Other foreign stock markets such as those in Toronto, Hong Kong, and London have been doing as well or better. One reason is the influx of U.S. money that a decade ago would have flowed into Wall Street. Atlantic Richfield Co., for one, will invest in foreign stocks for the first time this year. The company will take 3% of its U.S. equity allocation and put it into shares of companies based in Japan, Germany, Britain, and France. “The attraction is that these economies are growing at a rate equal to or better than our own and have business cycles different from ours,” says Howard H. Ockelmann, the big oil company’s investment officer.

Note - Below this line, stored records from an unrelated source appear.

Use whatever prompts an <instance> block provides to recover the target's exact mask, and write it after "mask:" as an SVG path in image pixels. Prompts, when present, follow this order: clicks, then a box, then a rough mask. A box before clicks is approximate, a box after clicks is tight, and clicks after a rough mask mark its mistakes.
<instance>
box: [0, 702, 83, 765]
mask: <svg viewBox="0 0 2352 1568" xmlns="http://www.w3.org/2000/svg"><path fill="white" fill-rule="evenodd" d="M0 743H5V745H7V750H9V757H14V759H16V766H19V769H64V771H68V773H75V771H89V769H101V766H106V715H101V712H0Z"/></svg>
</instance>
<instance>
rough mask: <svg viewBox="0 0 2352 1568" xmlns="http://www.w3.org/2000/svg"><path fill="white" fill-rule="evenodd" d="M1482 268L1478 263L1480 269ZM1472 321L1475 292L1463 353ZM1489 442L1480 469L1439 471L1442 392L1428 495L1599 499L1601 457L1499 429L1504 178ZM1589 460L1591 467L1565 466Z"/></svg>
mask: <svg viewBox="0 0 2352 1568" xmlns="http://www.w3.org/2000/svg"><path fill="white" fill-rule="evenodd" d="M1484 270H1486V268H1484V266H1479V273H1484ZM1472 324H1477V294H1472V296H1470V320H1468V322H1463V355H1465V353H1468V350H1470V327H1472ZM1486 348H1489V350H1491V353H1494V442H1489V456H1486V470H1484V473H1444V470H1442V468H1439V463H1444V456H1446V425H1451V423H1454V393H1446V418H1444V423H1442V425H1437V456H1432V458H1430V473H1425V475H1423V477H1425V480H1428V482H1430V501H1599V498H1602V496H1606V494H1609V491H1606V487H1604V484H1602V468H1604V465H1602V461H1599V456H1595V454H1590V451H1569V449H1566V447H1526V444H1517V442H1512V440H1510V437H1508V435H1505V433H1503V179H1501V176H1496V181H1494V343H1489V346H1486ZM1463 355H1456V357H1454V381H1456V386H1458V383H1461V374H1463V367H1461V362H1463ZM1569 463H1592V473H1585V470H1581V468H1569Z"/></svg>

Undoubtedly, another reason for the surge of investment in foreign stocks is the negative attitude toward business in the U.S. “The Japanese do everything they can to make their strongest and most competitive companies do well. Americans attack their largest and most successful companies,” says Andrew J. Hutchings, an equity manager for Royal Trust Co. in Toronto.

 Institutionalized inflation

Leading the attack are government agencies such as the Environmental Protection Agency and the Occupational Safety & Health Administration, whose sometimes arbitrary regulations can cost companies unexpected—and enormous—amounts of money. “Twenty years ago you didn’t have the government agencies that could change a company’s rate of return tomorrow,” points out Gershon N. Mandelker, associate professor of business administration at the University of Pittsburgh.

Mandelker further contends that the current Administration is capitalizing on this antibusiness sentiment. “People like to have villains, and Carter is blaming the oil companies for our economic problems,” he says. “Inflation is caused by government printing money, not by sheiks raising oil prices.”

Whatever caused it, the institutionalization of inflation—along with structural changes in communications and psychology—have killed the U.S. equity market for millions of investors. “We are all thinking shorter term than our fathers and our grandfathers,” says Manuel Alvarez de Toledo, of Shearson Loeb Rhoades Inc.’s Hong Kong office.

Today, the old attitude of buying solid stocks as a cornerstone for one’s life savings and retirement has simply disappeared. Says a young U.S. executive: “Have you been to an American stockholders’ meeting lately? They’re all old fogies. The stock market is just not where the action’s at.”


ARWM comment: From August 1, 1979 to July 31, 1999 the S&P 500 index returned an annualized 17.6% (dividends reinvested). Dead indeed.